GLOBAL BLOCKCHAIN TECHNOLOGIES CORP. (OTC: BLKCF) (TSX-V: BLOC) is pleased to announce that further to its news release dated November 7, 2017, the Company has closed its offering issuing a total of 16,849,170 units (the "Units") on a bought deal private placement basis, at a price per Unit of $2.55, for gross proceeds of $42,965,383.50 (the "Offering").
Each Unit consists of one common share of the Company (a "Common Share") and one common share purchase warrant (a "Warrant"). Each Warrant entitles the holder thereof to acquire one Common Share at a price of $3.50 for a period of 24 months from the closing of the Offering.
The net proceeds of offering will be used to fund further investments by the Company pursuant to its investment mandate, including the Company's acquisition of Coinstream Mining Corp.
The Offering was led by Canaccord Genuity Corp. with a syndicate of underwriters including Clarus Securities Inc., Eight Capital and Haywood Securities Inc. In consideration for their services, the underwriters received a cash commission of 7% of the gross proceeds from the Offering and non-transferable compensation options equal to 7% of the number of Units issued pursuant to the Offering. Each Compensation Option is exercisable for one year from the closing date of the Offering to acquire Units consisting of one Common Share and one Warrant at a price of $2.55 per Unit, with the Warrants being exercisable for a period of one year from the closing date at a price of $3.50 per Common Share.
All Common Shares and Warrants issuable upon the closing of the Offering will be subject to a statutory hold period lasting four months and one day following from the closing date of the Offering.
Shidan Gouran, President of Global Blockchain noted, "We are very pleased to have brought in some strong and supportive new shareholders via this offering. We look forward to executing on our investment mandate and accretively building value for our investors in 2018 and beyond, as BLOC's team of experts navigates our exciting and dynamic area of focus."

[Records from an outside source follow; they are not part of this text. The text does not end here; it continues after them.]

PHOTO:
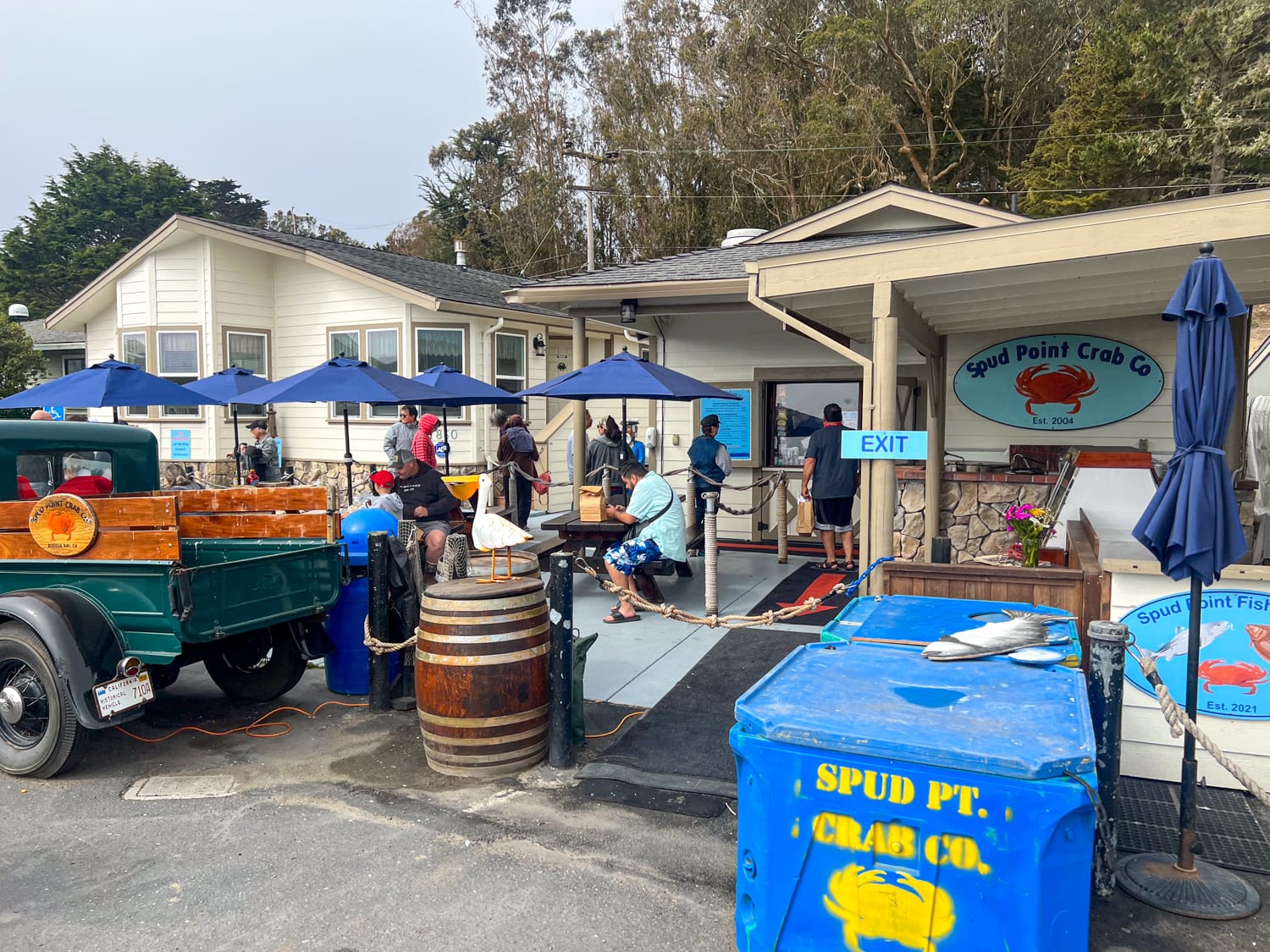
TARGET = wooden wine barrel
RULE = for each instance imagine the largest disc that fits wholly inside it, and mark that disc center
(482, 675)
(522, 564)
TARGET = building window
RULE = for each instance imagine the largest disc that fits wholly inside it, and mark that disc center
(441, 345)
(135, 352)
(510, 363)
(384, 355)
(249, 350)
(178, 362)
(381, 349)
(795, 410)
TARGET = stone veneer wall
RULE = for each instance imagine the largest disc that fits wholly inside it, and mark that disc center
(972, 505)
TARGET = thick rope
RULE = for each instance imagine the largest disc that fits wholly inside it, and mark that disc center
(1179, 724)
(729, 621)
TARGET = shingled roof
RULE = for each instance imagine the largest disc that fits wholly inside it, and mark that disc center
(436, 278)
(715, 263)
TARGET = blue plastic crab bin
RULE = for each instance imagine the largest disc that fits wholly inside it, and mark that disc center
(888, 802)
(348, 668)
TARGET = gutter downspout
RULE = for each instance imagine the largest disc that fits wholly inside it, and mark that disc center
(489, 375)
(817, 333)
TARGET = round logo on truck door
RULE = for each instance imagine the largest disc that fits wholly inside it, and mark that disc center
(63, 525)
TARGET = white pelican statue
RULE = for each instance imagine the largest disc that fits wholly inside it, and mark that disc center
(493, 532)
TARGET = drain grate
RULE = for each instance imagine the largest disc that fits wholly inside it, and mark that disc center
(170, 787)
(1231, 832)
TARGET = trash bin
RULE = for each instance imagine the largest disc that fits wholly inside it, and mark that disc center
(348, 668)
(892, 802)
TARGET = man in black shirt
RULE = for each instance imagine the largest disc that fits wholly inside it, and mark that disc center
(427, 500)
(831, 482)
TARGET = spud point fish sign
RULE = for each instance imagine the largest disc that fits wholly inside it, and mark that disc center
(1058, 382)
(1234, 650)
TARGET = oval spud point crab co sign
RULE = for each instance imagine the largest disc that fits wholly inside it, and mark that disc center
(63, 525)
(1058, 382)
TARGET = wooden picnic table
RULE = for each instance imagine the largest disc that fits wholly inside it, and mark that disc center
(599, 536)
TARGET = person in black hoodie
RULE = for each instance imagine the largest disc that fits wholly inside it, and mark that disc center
(428, 500)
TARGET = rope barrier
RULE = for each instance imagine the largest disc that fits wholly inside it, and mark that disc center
(729, 621)
(1180, 724)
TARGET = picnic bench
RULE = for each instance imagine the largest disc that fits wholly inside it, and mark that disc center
(577, 535)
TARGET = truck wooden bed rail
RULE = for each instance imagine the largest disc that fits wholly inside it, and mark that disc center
(146, 527)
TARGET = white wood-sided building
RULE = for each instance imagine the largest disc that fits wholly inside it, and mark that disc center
(197, 296)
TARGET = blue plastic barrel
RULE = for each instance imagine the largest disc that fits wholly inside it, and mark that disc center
(348, 668)
(889, 802)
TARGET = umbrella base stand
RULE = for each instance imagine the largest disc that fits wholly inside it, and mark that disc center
(1208, 893)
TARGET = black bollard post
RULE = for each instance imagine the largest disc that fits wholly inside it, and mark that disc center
(378, 569)
(1107, 642)
(560, 736)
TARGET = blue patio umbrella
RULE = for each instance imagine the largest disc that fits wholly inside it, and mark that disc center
(348, 381)
(108, 383)
(627, 377)
(1191, 526)
(467, 391)
(229, 386)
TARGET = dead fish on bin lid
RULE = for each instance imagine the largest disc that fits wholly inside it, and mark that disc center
(1019, 630)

The securities offered have not been, and will not be, registered under the U.S. Securities Act of 1933, as amended (the "U.S. Securities Act") or any U.S. state securities laws, and were not offered or sold in the United States or to, or for the account or benefit of, United States persons absent registration or any applicable exemption from the registration requirements of the U.S. Securities Act and applicable U.S. state securities laws. This news release shall not constitute an offer to sell or the solicitation of an offer to buy securities in the United States, nor shall there be any sale of these securities in any jurisdiction in which such offer, solicitation or sale would be unlawful.